Market Sentiment Next Week: Anxious Anticipation for Inflation and Labour Data
Entering the trading week bridging the end of March and the beginning of April 2026, market players will monitor a series of macroeconomic data releases from various regions. This series of data includes inflation indicators, trade activity, and employment conditions.
The actual figures released will be compared with market consensus and projections to gauge the direction of monetary policy from the relevant central banks, both from Bank Indonesia to the Federal Reserve, especially amid the current war dynamics.
The comparison between historical data and future estimates will form the basis for determining asset positions in global equities and commodities instruments that are still experiencing very high volatility.
Expectations for US Job Openings
The US Job Openings and Labor Turnover Survey data for February is scheduled for release on 31 March 2026. In January, the number of job vacancies was recorded at 6.946 million.
For February, market consensus estimates a slight decline to 6.85 million, with a projection of 6.7 million.
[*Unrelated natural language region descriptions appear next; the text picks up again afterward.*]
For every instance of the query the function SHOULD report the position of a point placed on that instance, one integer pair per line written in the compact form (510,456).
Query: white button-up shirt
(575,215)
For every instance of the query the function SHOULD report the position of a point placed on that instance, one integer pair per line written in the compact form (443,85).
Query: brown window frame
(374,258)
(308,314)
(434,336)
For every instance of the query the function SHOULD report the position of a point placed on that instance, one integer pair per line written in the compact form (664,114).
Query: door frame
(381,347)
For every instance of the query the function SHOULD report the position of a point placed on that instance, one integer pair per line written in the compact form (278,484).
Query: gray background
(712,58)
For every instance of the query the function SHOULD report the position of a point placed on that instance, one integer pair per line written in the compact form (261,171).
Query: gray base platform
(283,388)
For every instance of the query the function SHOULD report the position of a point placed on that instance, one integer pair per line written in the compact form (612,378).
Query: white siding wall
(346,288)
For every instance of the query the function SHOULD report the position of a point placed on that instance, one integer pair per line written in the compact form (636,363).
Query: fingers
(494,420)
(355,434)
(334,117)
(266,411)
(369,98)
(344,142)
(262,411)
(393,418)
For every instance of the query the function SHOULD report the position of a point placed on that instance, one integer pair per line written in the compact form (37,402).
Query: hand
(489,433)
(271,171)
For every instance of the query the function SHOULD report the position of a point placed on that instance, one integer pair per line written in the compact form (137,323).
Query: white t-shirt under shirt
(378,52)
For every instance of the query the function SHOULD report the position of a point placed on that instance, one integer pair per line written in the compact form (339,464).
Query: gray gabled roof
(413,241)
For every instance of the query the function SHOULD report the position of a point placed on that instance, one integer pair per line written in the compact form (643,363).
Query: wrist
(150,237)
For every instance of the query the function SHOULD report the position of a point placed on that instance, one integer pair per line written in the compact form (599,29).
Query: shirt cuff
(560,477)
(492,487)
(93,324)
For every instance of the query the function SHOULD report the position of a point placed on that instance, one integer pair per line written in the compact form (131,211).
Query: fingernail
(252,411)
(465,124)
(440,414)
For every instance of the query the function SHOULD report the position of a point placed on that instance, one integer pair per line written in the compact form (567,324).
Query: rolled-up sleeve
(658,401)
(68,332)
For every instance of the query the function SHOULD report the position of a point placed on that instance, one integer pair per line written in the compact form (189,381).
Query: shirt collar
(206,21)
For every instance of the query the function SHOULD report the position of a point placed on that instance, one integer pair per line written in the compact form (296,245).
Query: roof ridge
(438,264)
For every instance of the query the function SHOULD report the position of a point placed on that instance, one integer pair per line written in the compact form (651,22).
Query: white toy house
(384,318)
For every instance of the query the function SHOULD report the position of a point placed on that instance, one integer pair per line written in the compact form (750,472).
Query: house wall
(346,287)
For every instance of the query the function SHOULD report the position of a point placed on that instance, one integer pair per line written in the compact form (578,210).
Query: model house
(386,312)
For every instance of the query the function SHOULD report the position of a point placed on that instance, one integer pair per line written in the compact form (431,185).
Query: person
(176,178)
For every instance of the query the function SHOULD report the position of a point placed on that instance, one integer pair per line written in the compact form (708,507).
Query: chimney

This projected decline indicates moderation in labour demand from the company side.
In the future, a trend of job openings lower than the pre-pandemic historical average confirms that the US labour market is heading towards a new equilibrium.
This condition can reduce inflationary pressure stemming from wage increases, which in turn can be a consideration for the Federal Reserve in evaluating its restrictive interest rate policy.
Relevance of China’s Manufacturing Sector Performance
From the Asian region, market sentiment also considers the release of the Caixin China General Manufacturing PMI for February, which was announced previously. The index was recorded at 52.1, higher than the market consensus of 51.9 and the estimate of 51.7, and up from January’s achievement of 50.3.
A figure above 50 indicates that the manufacturing sector is still in an expansion phase. In the future, data better than expectations provides an indication of stability in external demand, given that the Caixin survey is dominated by medium-sized export-oriented companies.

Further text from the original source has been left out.